Dry-stone Walls

The art of dry-stone construction (building “dry,” without mortar) is the practice of constructing walls using stone without any binding material, widespread across the Adriatic-Dinaric karst region. For much of history, dry-stone construction was virtually the only available building technique. Mastery of “dry” walling was one of the fundamental prerequisites for human survival in these rocky landscapes.

This technique was used to build the walls of stone houses, as well as to enclose fields, pastures, meadows, and olive groves, and to construct wells and pathways. Dry-stone walls are natural enclosures, perfectly blending with the landscape from which the stone was sourced.
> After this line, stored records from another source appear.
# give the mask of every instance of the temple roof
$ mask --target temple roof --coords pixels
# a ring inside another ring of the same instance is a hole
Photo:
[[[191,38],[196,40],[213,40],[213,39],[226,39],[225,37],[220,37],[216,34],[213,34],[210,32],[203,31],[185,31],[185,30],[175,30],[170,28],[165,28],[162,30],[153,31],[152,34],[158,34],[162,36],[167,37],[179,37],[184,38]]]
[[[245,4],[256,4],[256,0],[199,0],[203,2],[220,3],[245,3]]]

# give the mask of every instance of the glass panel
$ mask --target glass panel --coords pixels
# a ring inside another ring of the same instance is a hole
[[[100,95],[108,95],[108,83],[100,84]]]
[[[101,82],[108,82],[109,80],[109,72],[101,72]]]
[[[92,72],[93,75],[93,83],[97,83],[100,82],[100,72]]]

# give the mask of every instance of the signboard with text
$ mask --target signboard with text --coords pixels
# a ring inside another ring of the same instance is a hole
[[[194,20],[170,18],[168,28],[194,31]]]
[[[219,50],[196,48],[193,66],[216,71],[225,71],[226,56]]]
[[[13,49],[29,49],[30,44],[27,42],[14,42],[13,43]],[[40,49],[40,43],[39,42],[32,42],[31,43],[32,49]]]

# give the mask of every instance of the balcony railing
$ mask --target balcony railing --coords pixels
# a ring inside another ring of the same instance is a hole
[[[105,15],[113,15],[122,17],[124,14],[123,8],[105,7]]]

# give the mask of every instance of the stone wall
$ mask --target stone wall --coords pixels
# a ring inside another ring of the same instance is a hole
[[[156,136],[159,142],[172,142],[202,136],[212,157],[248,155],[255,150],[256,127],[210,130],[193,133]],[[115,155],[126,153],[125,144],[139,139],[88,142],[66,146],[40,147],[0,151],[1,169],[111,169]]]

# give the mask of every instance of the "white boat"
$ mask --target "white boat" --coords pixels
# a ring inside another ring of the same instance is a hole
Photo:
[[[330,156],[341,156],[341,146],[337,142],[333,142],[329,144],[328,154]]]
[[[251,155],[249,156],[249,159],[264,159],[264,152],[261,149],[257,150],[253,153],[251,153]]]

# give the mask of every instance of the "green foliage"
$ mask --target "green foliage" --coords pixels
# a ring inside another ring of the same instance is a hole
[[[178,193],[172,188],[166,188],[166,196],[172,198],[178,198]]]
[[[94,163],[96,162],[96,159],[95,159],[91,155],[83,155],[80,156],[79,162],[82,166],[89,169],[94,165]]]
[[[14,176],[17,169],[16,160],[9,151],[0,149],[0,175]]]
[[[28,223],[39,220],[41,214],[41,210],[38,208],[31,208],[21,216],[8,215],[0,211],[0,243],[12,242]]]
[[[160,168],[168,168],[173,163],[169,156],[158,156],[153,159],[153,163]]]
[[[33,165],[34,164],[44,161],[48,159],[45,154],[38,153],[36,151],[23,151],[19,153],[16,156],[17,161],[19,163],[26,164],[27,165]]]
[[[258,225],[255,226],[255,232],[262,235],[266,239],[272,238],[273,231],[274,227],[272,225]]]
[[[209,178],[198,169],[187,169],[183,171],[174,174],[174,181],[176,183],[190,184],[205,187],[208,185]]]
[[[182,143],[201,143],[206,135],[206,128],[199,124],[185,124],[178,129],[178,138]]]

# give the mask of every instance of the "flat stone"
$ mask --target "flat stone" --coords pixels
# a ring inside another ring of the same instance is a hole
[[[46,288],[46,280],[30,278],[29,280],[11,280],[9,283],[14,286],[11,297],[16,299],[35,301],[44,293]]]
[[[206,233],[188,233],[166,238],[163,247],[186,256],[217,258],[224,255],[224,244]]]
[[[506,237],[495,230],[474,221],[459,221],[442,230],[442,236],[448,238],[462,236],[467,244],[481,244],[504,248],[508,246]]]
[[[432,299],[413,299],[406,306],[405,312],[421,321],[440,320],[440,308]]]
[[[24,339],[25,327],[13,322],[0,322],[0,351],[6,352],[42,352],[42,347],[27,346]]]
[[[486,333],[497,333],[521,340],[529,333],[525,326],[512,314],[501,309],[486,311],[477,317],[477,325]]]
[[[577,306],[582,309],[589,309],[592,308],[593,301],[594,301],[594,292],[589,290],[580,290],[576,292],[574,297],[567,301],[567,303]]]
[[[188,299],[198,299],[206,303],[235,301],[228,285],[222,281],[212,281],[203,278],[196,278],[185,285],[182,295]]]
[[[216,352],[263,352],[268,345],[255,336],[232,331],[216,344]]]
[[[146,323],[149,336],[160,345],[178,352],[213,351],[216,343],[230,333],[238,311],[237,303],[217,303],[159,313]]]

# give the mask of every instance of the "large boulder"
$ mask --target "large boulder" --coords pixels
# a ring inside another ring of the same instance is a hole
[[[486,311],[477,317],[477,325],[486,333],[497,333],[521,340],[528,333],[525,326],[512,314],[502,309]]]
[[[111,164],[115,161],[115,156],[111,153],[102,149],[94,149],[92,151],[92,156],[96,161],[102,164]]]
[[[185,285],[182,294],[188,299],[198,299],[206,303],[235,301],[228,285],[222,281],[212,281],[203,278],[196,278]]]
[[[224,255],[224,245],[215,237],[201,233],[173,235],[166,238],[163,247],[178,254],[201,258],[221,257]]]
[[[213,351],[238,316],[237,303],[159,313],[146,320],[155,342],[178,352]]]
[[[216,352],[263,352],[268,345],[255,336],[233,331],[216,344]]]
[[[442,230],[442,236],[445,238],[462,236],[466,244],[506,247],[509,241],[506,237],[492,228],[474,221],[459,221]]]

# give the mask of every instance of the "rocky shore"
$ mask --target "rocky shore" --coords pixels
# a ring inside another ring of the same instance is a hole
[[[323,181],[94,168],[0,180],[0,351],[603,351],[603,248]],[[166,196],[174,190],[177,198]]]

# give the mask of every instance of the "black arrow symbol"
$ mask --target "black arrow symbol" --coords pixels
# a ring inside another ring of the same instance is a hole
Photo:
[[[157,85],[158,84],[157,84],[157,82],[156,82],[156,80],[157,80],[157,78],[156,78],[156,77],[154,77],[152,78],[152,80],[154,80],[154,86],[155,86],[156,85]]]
They often serve as barriers that prevent erosion and landslides, act as natural boundaries between properties, provide habitat for many animal species, and frequently serve as enclosures for livestock.

This skill has been employed in the Adriatic-Dinaric area of Croatia since prehistoric times and continues to the present day.

On the barren karst, dry-stone walling is an irreplaceable manual technique for building shelters, pathways, and barriers, and especially for adapting rocky terrain to agriculture. Most construction generally takes place in the initial and most labor-intensive phases of claiming new land: constructing enclosures, clearing stones from fields, creating terraces, and building simple stone shelters for temporary residence. In later phases, this skill is used for maintenance and repair of structures, storage of surplus stone unearthed during cultivation, functional adaptations, and similar purposes.

The art of dry-stone construction was entered into the Register of Cultural Goods of the Republic of Croatia in 2013, and in 2018 it was inscribed on UNESCO’s Representative List of the Intangible Cultural Heritage of Humanity.